Eliminate the simple negatives

The property with the least negatives is often the one that gets the nod. It’s funny, but it’s so often true.

 

Small cracks, water damage, leaks, things not working (like lights)….get them fixed! These things cast a bit of doubt in a buyer that the property hasn’t been well looked after or maintained.

 

If a buyer is viewing the property with loved ones — other family or a parent — you’ll often see the buyer focussed on how great the pool area is or how they can’t wait to entertain. But the gatekeepers see the negatives and it’s when they get home that they come up, and it will affect price. They might still buy, but they’ll use those things against you. You have to protect your price.

 

Fresh paint, curtains and floorings go a long way if you can afford to do it. They make a place look fresh and loved. They’re also the most frequent negatives raised, and in my experience will always pay for themselves. If you can’t afford them it’s worth getting a quote. Buyers will really bump up costs to use against you in negotiations so having quotes gives you proof and protects you. Again, good preparation, it costs nothing to get quotes.

Simple is smart

Be as minimalist as possible in your presentation if you can.  So many buyers, especially younger buyers, are not experienced enough to see beyond the clutter or strong themes in a home.

 

Take out things that might remind buyers of grandma’s home like fridge magnets, lace curtains and your spoon collection.

 

Have it as spacious as possible to help them imagine how they could live there.  Clutter makes a space look smaller, especially in photos, so it will lower the number of people you get to inspection.

Consider virtual furniture

Styling is great if you can, but it isn’t a cheap exercise and can cost around $5k a month. 

 

Virtual furniture has come a long way recently.
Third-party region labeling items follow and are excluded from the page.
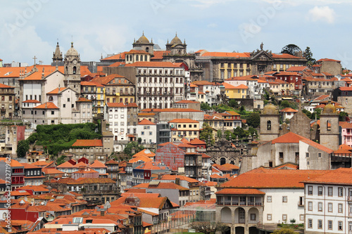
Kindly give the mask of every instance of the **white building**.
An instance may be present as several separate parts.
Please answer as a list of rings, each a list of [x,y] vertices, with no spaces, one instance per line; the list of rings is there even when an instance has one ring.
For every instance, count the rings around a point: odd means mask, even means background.
[[[304,181],[305,233],[352,232],[351,176],[339,168]]]
[[[156,124],[148,119],[143,119],[138,123],[137,134],[142,138],[142,143],[156,143]]]
[[[139,109],[170,108],[184,99],[184,67],[170,62],[135,62],[137,103]]]
[[[245,77],[234,77],[226,79],[225,82],[234,86],[238,86],[240,84],[244,84],[249,89],[247,95],[249,98],[260,99],[263,93],[263,89],[259,89],[258,77],[254,75],[248,75]]]
[[[222,189],[216,193],[216,221],[230,226],[231,233],[236,230],[245,234],[256,228],[265,229],[265,225],[290,223],[291,219],[303,223],[301,181],[325,171],[260,167],[240,174],[222,184]]]
[[[110,131],[113,134],[115,151],[123,150],[127,143],[127,105],[123,103],[107,103],[104,119],[110,126]]]

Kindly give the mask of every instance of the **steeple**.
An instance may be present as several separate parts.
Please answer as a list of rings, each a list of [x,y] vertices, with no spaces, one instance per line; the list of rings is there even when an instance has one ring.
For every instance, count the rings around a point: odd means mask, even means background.
[[[53,53],[53,63],[62,62],[63,60],[63,53],[60,51],[60,46],[58,46],[58,41],[56,44],[56,48],[55,52]]]

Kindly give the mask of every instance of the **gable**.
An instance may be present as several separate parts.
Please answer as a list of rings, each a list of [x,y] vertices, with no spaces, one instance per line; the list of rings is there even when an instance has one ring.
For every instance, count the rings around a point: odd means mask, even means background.
[[[133,84],[131,82],[125,77],[115,77],[108,82],[106,84]]]
[[[251,59],[252,60],[274,60],[272,58],[264,51],[258,52]]]

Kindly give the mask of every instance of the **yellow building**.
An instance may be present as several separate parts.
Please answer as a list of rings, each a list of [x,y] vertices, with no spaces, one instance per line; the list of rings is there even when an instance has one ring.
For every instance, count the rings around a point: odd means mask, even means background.
[[[248,86],[244,84],[235,86],[224,82],[222,85],[225,86],[225,94],[227,98],[246,98],[247,96]]]
[[[190,119],[175,119],[169,122],[171,128],[171,141],[186,138],[191,141],[199,138],[199,122]]]
[[[105,86],[106,103],[135,103],[135,86],[127,78],[118,74],[96,77],[92,82]]]

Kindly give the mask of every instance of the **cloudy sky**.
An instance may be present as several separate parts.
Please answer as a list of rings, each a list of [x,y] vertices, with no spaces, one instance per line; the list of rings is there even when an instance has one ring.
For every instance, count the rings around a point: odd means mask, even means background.
[[[74,42],[83,61],[129,51],[145,36],[161,48],[175,32],[188,51],[279,53],[309,46],[317,60],[340,60],[352,69],[351,0],[1,0],[0,58],[51,62]]]

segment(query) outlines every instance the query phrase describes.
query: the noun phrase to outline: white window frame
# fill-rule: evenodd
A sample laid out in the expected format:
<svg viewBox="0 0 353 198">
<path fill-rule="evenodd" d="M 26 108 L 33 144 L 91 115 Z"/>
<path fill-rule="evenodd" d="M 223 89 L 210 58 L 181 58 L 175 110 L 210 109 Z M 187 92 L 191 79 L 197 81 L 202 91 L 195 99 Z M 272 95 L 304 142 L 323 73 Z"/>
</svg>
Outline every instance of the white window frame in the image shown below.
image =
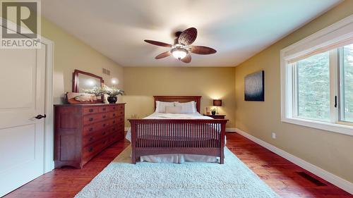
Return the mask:
<svg viewBox="0 0 353 198">
<path fill-rule="evenodd" d="M 292 44 L 280 51 L 281 68 L 281 120 L 285 123 L 317 128 L 353 136 L 353 125 L 338 121 L 338 108 L 335 108 L 335 96 L 338 96 L 338 56 L 337 50 L 330 51 L 330 122 L 308 120 L 295 117 L 295 86 L 293 85 L 293 68 L 291 60 L 318 49 L 335 45 L 340 42 L 353 39 L 353 15 L 347 17 L 319 32 Z M 337 101 L 339 100 L 337 98 Z"/>
</svg>

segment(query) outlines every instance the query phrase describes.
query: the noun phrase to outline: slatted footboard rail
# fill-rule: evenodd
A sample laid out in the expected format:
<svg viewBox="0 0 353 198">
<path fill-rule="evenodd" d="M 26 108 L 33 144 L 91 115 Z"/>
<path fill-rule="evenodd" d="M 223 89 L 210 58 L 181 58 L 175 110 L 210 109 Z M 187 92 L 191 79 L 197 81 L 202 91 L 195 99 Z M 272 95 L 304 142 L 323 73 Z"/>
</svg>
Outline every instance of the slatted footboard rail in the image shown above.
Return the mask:
<svg viewBox="0 0 353 198">
<path fill-rule="evenodd" d="M 132 162 L 141 156 L 185 154 L 220 157 L 224 163 L 224 119 L 128 119 Z"/>
</svg>

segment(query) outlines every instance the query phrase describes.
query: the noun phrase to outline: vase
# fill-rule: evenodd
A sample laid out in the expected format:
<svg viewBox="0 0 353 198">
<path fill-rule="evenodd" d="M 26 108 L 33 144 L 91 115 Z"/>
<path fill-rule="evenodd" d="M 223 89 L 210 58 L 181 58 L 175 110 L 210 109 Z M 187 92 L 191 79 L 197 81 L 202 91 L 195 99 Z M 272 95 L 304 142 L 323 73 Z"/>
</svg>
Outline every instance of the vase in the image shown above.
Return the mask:
<svg viewBox="0 0 353 198">
<path fill-rule="evenodd" d="M 118 101 L 118 97 L 108 97 L 107 99 L 109 104 L 115 104 L 116 103 L 116 101 Z"/>
</svg>

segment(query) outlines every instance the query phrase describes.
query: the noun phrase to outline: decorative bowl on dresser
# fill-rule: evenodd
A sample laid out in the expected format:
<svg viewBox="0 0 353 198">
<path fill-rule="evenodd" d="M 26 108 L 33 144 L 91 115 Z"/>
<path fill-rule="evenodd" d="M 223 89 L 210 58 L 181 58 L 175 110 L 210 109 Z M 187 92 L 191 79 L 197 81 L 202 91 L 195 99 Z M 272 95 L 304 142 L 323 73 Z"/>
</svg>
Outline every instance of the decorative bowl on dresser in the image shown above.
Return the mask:
<svg viewBox="0 0 353 198">
<path fill-rule="evenodd" d="M 82 168 L 124 136 L 125 104 L 55 105 L 54 163 Z"/>
</svg>

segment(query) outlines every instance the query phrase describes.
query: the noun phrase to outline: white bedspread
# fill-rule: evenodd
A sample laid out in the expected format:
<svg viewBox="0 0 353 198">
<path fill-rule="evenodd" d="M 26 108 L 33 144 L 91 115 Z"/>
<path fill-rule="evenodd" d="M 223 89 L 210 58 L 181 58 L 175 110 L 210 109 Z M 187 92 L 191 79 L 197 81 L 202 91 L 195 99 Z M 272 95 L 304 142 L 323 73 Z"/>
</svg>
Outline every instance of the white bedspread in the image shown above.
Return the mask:
<svg viewBox="0 0 353 198">
<path fill-rule="evenodd" d="M 198 113 L 153 113 L 143 119 L 213 119 L 208 116 L 203 116 Z M 125 137 L 130 142 L 131 142 L 131 131 L 129 128 Z M 216 162 L 218 157 L 193 155 L 193 154 L 160 154 L 150 155 L 140 157 L 141 161 L 150 161 L 155 163 L 183 163 L 184 161 L 203 161 L 203 162 Z"/>
</svg>

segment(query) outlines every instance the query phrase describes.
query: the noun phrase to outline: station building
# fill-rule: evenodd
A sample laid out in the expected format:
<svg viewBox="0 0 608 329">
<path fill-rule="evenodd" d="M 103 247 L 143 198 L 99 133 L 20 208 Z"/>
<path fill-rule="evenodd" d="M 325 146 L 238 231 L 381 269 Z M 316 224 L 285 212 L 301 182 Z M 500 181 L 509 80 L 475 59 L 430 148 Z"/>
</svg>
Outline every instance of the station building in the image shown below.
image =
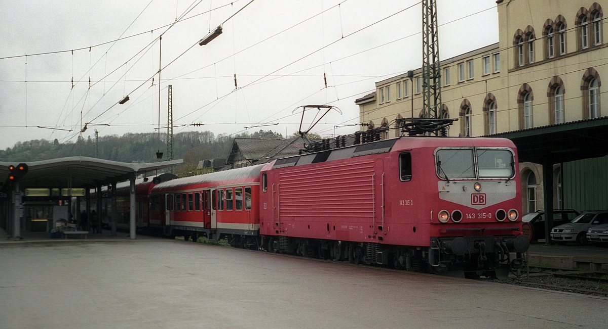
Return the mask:
<svg viewBox="0 0 608 329">
<path fill-rule="evenodd" d="M 534 156 L 540 148 L 528 150 L 523 157 L 534 161 L 520 163 L 524 213 L 545 209 L 544 186 L 552 189 L 556 209 L 608 209 L 608 95 L 601 84 L 608 80 L 608 1 L 496 4 L 499 42 L 441 61 L 438 116 L 458 119 L 451 137 L 544 141 L 546 156 Z M 423 81 L 422 69 L 413 68 L 377 82 L 375 92 L 356 101 L 360 122 L 395 128 L 386 137 L 398 136 L 397 119 L 425 116 Z M 544 184 L 547 178 L 551 184 Z"/>
</svg>

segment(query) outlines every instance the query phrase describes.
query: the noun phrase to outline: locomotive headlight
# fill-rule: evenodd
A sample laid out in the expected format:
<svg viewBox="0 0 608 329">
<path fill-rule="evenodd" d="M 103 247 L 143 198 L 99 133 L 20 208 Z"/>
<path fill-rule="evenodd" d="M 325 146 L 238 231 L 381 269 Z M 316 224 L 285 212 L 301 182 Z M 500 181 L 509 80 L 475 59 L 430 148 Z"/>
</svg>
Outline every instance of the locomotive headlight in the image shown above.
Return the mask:
<svg viewBox="0 0 608 329">
<path fill-rule="evenodd" d="M 437 218 L 441 223 L 447 223 L 450 219 L 450 214 L 445 210 L 442 210 L 437 214 Z"/>
<path fill-rule="evenodd" d="M 507 214 L 507 217 L 508 217 L 509 220 L 511 222 L 515 222 L 517 220 L 517 211 L 514 209 L 510 210 L 509 212 Z"/>
</svg>

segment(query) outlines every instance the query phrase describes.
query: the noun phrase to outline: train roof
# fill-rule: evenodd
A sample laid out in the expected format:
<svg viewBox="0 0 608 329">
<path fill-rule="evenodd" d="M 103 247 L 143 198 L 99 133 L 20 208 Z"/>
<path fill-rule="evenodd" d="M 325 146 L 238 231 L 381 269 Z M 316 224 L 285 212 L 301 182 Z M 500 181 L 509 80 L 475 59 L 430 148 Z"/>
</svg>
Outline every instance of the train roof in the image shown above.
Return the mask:
<svg viewBox="0 0 608 329">
<path fill-rule="evenodd" d="M 153 192 L 160 192 L 167 189 L 173 189 L 175 188 L 195 185 L 205 183 L 224 182 L 229 183 L 231 181 L 236 183 L 243 178 L 252 178 L 255 181 L 260 180 L 260 171 L 266 164 L 250 166 L 242 168 L 237 168 L 202 175 L 196 175 L 189 177 L 177 178 L 168 181 L 161 183 L 152 189 Z"/>
<path fill-rule="evenodd" d="M 487 137 L 401 137 L 378 141 L 358 144 L 340 148 L 294 155 L 276 160 L 272 168 L 309 164 L 370 154 L 385 153 L 392 150 L 406 150 L 421 148 L 446 147 L 506 147 L 515 148 L 513 141 L 506 138 Z M 268 168 L 270 169 L 270 168 Z"/>
</svg>

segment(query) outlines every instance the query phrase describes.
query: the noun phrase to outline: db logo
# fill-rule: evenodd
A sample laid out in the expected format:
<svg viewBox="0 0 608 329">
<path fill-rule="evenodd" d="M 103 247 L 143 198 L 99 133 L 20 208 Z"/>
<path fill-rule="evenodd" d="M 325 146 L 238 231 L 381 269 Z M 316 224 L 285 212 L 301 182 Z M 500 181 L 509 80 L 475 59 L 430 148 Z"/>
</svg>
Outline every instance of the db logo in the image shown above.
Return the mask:
<svg viewBox="0 0 608 329">
<path fill-rule="evenodd" d="M 471 195 L 471 205 L 485 205 L 486 204 L 486 194 L 485 193 L 478 193 Z"/>
</svg>

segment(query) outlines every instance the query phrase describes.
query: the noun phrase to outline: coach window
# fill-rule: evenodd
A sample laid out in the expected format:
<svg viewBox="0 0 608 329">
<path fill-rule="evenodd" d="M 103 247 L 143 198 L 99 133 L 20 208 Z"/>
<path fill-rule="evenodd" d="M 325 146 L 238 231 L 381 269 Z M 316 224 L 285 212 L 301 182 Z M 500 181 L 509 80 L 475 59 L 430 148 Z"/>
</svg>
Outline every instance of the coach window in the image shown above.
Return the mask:
<svg viewBox="0 0 608 329">
<path fill-rule="evenodd" d="M 232 189 L 226 189 L 226 210 L 232 210 L 233 206 Z"/>
<path fill-rule="evenodd" d="M 194 209 L 196 211 L 201 211 L 200 192 L 195 192 L 194 194 Z"/>
<path fill-rule="evenodd" d="M 215 192 L 213 192 L 213 193 L 211 193 L 210 191 L 209 191 L 209 193 L 212 195 L 212 197 L 211 197 L 211 198 L 212 198 L 212 200 L 211 200 L 211 206 L 213 208 L 213 210 L 215 210 L 215 209 L 216 209 L 215 206 L 217 205 L 217 204 L 218 204 L 218 203 L 216 202 L 217 196 L 216 195 Z M 209 199 L 207 199 L 207 200 L 209 200 Z M 209 209 L 209 208 L 207 208 L 207 209 Z"/>
<path fill-rule="evenodd" d="M 401 181 L 412 180 L 412 154 L 410 152 L 399 155 L 399 168 Z"/>
<path fill-rule="evenodd" d="M 173 207 L 173 209 L 174 209 L 176 211 L 179 211 L 182 209 L 181 200 L 182 198 L 181 197 L 179 196 L 179 194 L 175 195 L 175 206 Z"/>
<path fill-rule="evenodd" d="M 245 188 L 245 210 L 251 210 L 251 188 Z"/>
<path fill-rule="evenodd" d="M 192 211 L 194 210 L 194 197 L 193 196 L 193 193 L 188 194 L 188 211 Z"/>
<path fill-rule="evenodd" d="M 171 211 L 173 210 L 173 195 L 167 194 L 167 210 L 168 211 Z"/>
<path fill-rule="evenodd" d="M 224 210 L 224 190 L 218 190 L 218 210 Z"/>
<path fill-rule="evenodd" d="M 236 210 L 243 210 L 243 188 L 234 189 L 234 205 Z"/>
<path fill-rule="evenodd" d="M 266 173 L 262 173 L 262 191 L 266 192 L 268 190 L 268 179 L 266 177 Z"/>
</svg>

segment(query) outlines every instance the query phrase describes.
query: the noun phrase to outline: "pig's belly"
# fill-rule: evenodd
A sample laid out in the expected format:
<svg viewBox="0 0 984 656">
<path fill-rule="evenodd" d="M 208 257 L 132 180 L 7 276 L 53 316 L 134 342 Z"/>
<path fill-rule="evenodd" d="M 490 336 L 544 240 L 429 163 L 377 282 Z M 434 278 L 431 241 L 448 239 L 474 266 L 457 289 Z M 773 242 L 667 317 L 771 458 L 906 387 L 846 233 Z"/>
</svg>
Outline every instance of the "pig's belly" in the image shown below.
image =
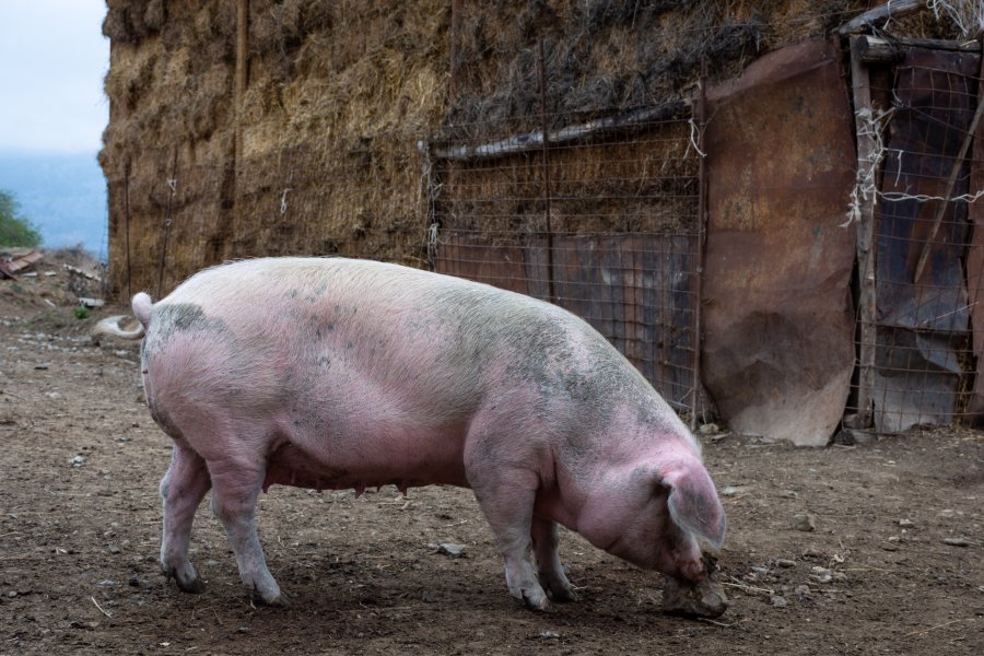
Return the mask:
<svg viewBox="0 0 984 656">
<path fill-rule="evenodd" d="M 444 436 L 447 437 L 447 436 Z M 331 441 L 335 442 L 335 441 Z M 273 445 L 263 491 L 270 485 L 312 490 L 396 485 L 401 492 L 435 483 L 468 487 L 460 440 L 361 438 L 356 444 Z"/>
</svg>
At around $77 per photo it can help make a vacant home look great and help buyers see the flow of the home and how rooms could be used; a study, a separate living area, a small dining area for example.

 

Of course you need to manage your buyers expectations to some extent. However, when they go to the property you can refer to the photos to remind them of the uses and the look, and imagine themselves living there.

One last thing

Wherever you are in Australia, the importance of seasonality is really overstated these days. It’s a real estate myth that’s now probably limited to holiday properties. 

 

It used to be important when you had to throw the kids in the car and make a day of going round to view properties, but now people are buying for 3, 5, 7 years, they’re not getting held back by season. 

 

If you’ve sold your home and are about to be homeless in 30 days you’ll be looking for a place whether it’s raining or it’s a 40 degree day!